O Supremo Tribunal Federal (STF) declarou inconstitucionais medidas adotadas em 2025 pelo Estado de Mato Grosso que suspenderam temporariamente os contratos de crédito consignado e outras operações bancárias firmadas por servidores públicos. A decisão unânime foi tomada no julgamento conjunto da Ação Direta de Inconstitucionalidade (ADI) 7900 e da Arguição de Descumprimento de Preceito Fundamental.

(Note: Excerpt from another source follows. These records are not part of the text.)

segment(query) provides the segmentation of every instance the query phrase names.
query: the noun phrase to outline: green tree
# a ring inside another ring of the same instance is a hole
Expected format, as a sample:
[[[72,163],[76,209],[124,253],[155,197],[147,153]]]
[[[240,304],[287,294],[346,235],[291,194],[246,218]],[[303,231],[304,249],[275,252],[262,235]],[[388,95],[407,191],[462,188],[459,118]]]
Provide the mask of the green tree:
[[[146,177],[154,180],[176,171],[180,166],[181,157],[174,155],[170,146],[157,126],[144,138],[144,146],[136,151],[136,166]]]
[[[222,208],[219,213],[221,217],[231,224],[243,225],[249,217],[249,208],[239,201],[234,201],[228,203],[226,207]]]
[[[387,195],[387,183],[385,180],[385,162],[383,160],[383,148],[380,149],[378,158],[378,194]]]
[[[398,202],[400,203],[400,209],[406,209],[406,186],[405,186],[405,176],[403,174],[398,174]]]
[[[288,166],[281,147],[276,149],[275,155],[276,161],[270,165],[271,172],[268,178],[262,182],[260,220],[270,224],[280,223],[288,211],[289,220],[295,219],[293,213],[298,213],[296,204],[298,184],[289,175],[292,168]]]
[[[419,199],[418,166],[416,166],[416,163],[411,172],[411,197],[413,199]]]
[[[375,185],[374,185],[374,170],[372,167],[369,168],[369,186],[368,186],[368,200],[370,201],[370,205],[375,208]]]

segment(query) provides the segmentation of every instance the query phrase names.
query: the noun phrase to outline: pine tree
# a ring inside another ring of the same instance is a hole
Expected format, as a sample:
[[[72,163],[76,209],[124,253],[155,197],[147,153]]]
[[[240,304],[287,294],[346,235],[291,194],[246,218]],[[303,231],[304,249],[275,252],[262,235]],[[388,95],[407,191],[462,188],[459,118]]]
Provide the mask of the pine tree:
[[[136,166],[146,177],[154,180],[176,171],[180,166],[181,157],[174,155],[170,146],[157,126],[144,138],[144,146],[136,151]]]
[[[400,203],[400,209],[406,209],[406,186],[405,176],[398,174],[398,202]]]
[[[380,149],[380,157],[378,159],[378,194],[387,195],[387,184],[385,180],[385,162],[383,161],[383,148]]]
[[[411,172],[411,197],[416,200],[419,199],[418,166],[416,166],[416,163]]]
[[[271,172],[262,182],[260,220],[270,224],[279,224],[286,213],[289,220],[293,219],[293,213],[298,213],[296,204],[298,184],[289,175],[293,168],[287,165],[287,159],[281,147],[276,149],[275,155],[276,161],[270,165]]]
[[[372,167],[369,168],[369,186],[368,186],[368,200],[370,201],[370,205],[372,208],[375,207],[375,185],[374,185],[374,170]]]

As ações questionavam o Decreto Legislativo estadual 79/2025 e os atos administrativos posteriores, editados pela secretaria de Planejamento e Gestão do estado (Sepla), que determinaram a suspensão, por 120 dias, dos efeitos de contratos de crédito consignado, cartão consignado, crédito direto ao consumidor e outros descontos em folha contratados por servidores estaduais.
A medida havia sido justificada pela Assembleia Legislativa de Mato Grosso como forma de investigar possíveis fraudes e proteger o chamado mínimo existencial dos servidores. As normas estavam suspensas por liminares deferida pelo relator, ministro André Mendonça, e referendadas pelo Plenário.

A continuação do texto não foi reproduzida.